In order to determine which of the prices is a better predictor of the true price we can calculate the $r^2$ value which estimates the correlation between two variables. If we do this for all of the above variables, the one closes to +1 is the better predictor. 

In [140]:
from scipy import stats

true_price = horses_df['win_fair_price']
early_market_price = horses_df['Early_Market_Price']
early_model_price = horses_df['Early_Model_Price']
starting_model_price = horses_df['Starting_Model_Price']

def r_squared(x, y):
    slope, intercept, r_value, p_value, std_err = stats.linregress(x, y)
    return r_value**2

early_market = r_squared(true_price, early_market_price)
early_model = r_squared(true_price, early_model_price)
starting_model = r_squared(true_price, starting_model_price)

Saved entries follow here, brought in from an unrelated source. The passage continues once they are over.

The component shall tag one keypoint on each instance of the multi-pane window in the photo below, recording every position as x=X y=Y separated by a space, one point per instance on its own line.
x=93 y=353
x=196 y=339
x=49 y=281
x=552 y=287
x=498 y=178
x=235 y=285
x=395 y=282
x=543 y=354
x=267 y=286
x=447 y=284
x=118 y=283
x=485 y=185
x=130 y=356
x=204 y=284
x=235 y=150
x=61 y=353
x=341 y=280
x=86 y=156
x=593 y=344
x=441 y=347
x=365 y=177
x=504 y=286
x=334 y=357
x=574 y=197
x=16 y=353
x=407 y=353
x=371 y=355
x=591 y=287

print(r"Early Market r^2 = {:.4f}".format(early_market))
print(r"Early Model r^2 = {:.4f}".format(early_model))
print(r"Starting Model r^2 = {:.4f}".format(starting_model))

Early Market r^2 = 0.3076
Early Model r^2 = 0.0050
Starting Model r^2 = 0.0050


The coefficients of determination between the fair price and the different prices are: 

- Early Market Price = 0.3076
- Early Model Price = 0.0050
- Starting Model Price = 0.0050

Therefore the best predictor of the actual probability that a horse wins is the mearly market price.